On the other hand, there can be benefits to self-employment, and not just the pleasure of being your own boss. The tax treatment of the self-employed is very different from the Pay As You Earn system, and in some instances is more generous. An accountant, or indeed one of the many books available on running your own business, will be able to give you more details. Self- employed individuals are responsible for paying their own National Insurance contributions (Class 2, and if profits are sufficiently high, Class 4); however the self-employed are not entitled to the full range of N.I. contribution-linked benefits, including unemployment benefit.

One implications of becoming self-employed, therefore, is that you should consider carefully what insurance you will need, including perhaps an income protection policy in the case of prolonged illness. You will also be responsible for your own pension.

If your turnover is over the VAT threshold you will be required to register for VAT. If your turnover if below this, it may still be worth seeking voluntary registration, particularly if most of your clients are themselves VAT registered, so that you will be able to reclaim VAT on your business expenses.

If you are running your own business, you also have an additional choice of opting to create your own limited company; this has the effect of separating your business finances entirely from your personal finances. As a director of the company, you would once again revert to employee status in tax terms. Professional advice is necessary if you feel that this legal structure may be appropriate in your situation.

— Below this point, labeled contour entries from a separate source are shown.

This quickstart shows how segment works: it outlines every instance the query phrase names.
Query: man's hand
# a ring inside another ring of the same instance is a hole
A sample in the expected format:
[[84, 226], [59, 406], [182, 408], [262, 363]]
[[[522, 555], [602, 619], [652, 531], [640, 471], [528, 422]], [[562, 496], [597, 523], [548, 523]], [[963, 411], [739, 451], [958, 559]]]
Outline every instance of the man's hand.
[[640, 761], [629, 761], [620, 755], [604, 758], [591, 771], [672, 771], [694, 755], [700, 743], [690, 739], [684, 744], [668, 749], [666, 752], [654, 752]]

In some circumstances, the dividing line between being self-employed and being an employee is hard to define. Even if you consider yourself self- employed, it is open to the Inland Revenue to assert that you are in reality an employee - and for them to attempt to reclaim (normally from your alleged 'employer') any Pay As You Earn contributions they claim should have been paid.

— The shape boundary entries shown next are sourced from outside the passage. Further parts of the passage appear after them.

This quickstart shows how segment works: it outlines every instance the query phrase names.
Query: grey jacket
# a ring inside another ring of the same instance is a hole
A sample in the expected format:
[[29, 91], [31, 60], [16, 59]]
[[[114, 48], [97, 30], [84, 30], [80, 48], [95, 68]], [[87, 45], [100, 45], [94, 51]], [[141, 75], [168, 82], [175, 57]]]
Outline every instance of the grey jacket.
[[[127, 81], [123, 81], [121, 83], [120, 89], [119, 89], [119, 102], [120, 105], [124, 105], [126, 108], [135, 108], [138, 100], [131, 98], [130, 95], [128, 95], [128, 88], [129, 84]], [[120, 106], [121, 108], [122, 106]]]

h) Longer-term implications

To conclude this chapter, it is appropriate to look briefly at some of the possible longer-term implications of deciding to telework.

A traditional office-based job is likely to have implicit within it the possibilities of change and development: the potential, perhaps, of promotion, and of taking on new responsibilities. Training in new skills - and in new technology - may also be readily available. By contrast, teleworkers may not feel that they have the same opportunities to develop; work towards new targets or challenges will have to be self-motivated.

Tom Forester teleworked as a full-time writer for seven years, and has described his experiences as following "a familiar pattern: an initial honeymoon period of two to three years, which was accompanied by feelings of elation and high productivity, was followed by a less satisfactory period which was accompanied by feelings of loneliness, isolation and a growing desire to escape the 'same four walls'." Eventually he decided to take a three-days-a-week conventional job.

As in other areas of life, the teleworker needs to guard against burnout. Loneliness and isolation can also be demoralising. The problem here is perhaps not the obvious one that nobody else is physically working in the same office as you: it is more to do with the fact that nobody else is necessarily aware of the work you are doing or is concerned with how you are getting on.

It is also possible that, by being away from the office environment, you miss out on the chance to see how your own work fits in with other people's. You might find, for example, that you spend your days editing the text of company reports without ever having the opportunity to see the finished result.

One teleworker interviewed for the Equal Opportunities Commission study reported that "when she got really desperate she coped by getting into her car and driving fourteen miles to see a colleague who was also a homeworker". Some teleworkers also find that on-line bulletin boards are an effective electronic way of keeping in touch with others.